RED QUEEN (Red Queen #1)
Published: February 10th 2015 by HarperTeen
This is a world divided by blood – red or silver.
The Reds are commoners, ruled by a Silver elite in possession of god-like superpowers. And to Mare Barrow, a seventeen-year-old Red girl from the poverty-stricken Stilts, it seems like nothing will ever change.
That is, until she finds herself working in the Silver Palace. Here, surrounded by the people she hates the most, Mare discovers that, despite her red blood, she possesses a deadly power of her own. One that threatens to destroy the balance of power.
Fearful of Mare’s potential, the Silvers hide her in plain view, declaring her a long-lost Silver princess, now engaged to a Silver prince. Despite knowing that one misstep would mean her death, Mare works silently to help the Red Guard, a militant resistance group, and bring down the Silver regime.

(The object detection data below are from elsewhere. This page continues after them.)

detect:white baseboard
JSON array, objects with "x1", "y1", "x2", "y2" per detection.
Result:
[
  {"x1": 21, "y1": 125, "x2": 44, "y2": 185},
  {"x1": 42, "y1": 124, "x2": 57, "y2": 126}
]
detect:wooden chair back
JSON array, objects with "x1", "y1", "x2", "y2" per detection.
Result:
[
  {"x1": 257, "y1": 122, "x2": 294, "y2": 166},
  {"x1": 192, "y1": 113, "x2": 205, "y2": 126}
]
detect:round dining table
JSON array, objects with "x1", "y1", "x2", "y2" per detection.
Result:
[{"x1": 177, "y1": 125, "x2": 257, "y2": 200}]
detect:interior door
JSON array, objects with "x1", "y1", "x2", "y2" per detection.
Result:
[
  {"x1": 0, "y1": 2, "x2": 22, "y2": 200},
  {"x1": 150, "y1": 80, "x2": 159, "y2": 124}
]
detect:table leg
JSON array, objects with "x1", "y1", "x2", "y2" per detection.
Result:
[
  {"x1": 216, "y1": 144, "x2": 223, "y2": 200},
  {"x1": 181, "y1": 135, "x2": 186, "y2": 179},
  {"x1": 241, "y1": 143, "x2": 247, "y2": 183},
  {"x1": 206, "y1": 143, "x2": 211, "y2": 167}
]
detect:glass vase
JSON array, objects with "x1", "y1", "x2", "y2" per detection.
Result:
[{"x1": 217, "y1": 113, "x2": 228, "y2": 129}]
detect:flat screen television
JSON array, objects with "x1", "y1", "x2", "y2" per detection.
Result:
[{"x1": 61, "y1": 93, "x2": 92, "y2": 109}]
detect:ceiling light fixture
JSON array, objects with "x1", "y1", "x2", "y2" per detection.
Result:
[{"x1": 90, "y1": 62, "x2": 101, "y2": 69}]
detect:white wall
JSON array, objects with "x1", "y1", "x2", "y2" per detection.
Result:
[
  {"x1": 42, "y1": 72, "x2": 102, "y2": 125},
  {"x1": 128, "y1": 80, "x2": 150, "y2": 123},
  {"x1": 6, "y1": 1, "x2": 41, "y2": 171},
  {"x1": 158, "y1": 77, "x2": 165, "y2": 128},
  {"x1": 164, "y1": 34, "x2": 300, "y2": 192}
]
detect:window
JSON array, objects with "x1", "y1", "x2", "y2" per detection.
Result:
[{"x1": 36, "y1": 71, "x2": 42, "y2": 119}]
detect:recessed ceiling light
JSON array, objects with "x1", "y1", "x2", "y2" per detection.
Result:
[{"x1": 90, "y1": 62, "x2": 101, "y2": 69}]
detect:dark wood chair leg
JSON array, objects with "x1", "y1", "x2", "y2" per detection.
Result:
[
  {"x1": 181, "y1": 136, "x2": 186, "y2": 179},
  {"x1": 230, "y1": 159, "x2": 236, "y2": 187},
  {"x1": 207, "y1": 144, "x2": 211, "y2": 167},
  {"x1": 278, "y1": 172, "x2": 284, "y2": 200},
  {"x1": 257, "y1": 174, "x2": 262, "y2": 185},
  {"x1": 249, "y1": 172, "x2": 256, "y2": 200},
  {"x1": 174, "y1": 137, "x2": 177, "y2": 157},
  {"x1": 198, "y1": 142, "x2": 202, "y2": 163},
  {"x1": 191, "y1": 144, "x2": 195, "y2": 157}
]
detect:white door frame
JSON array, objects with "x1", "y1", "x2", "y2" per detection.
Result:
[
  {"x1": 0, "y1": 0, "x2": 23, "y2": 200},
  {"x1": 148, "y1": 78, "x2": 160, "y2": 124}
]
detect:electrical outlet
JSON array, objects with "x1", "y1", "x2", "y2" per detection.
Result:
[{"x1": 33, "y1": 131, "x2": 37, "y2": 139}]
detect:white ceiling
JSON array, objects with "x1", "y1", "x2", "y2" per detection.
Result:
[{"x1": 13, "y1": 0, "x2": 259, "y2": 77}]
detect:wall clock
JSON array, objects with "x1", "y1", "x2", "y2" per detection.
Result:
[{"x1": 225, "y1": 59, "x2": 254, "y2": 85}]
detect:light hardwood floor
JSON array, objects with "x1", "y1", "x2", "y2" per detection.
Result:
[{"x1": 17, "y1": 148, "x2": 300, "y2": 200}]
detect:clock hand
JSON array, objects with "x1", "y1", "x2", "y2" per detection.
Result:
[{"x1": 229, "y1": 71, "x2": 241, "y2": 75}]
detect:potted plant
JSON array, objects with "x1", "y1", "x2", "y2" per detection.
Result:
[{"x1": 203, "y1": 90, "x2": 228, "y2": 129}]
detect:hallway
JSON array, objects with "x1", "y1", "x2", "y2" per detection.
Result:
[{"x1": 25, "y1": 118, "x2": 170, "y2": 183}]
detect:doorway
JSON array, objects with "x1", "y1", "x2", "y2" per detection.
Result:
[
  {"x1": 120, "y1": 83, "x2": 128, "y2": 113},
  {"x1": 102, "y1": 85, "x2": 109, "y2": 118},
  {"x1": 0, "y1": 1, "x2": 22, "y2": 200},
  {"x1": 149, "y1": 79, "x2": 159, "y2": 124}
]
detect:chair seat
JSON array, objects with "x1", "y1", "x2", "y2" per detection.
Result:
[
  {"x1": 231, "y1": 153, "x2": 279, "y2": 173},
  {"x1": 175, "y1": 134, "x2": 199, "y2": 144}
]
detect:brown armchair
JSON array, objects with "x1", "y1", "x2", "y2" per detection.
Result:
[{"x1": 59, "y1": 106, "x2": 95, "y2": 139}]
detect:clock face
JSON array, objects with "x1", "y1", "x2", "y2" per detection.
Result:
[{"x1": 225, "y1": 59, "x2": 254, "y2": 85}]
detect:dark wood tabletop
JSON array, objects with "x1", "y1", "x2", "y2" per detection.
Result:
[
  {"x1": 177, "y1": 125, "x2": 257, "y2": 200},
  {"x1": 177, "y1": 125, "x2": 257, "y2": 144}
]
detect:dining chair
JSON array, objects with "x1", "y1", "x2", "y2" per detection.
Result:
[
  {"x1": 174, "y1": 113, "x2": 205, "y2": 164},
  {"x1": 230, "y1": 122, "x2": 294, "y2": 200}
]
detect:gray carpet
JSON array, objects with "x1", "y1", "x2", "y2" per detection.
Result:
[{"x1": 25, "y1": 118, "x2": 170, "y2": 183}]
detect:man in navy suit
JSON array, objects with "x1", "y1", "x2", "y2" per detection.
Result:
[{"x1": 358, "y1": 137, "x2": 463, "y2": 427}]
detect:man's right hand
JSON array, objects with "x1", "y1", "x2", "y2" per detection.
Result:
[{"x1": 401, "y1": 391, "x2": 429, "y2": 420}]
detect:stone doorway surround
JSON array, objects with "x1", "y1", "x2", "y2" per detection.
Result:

But this is a world of betrayal and lies, and Mare has entered a dangerous dance – Reds against Silvers, prince against prince, and Mare against her own heart.
“Words can lie. See beyond them.”
That was one word that perfectly described this book for me. I had a sense of dejà vu pretty much the entire time I was reading it. While the idea was interesting, thiking oh, I’ve read this before during some parts took away some of the magic for me. There was no sense of discovery as I read about Mare, the Slits, and her struggles as a Red. And I found myself more interested in the side characters – Julian, Lucas, and the story of Cal’s mom – than any of the major players.
I also did not understand her connection with Cal at all. We were supposed to believe they had feelings for each other, but I could not see it. Their romance fell totally flat for me. And since the story was counting with my feelings for them as a couple on a minor twist later on, it only made things worse.
But the plot twist involving Maven really did get me. Which is why I’m rating this 3 starts instead of 1 or 2. The last 50 pages served to grasp my attention in a way the rest of the book didn’t, and it also made me care about how things will unravel in the next installments. It made me curious about the consequences of Elara’s actions and Mare’s reaction to it all.
So while this book was a let down to me personally, I still want to know what happens. And I still recommend this for YA dystopia lovers, as long as you don’t mind some of the similarities with a few of your favorite books.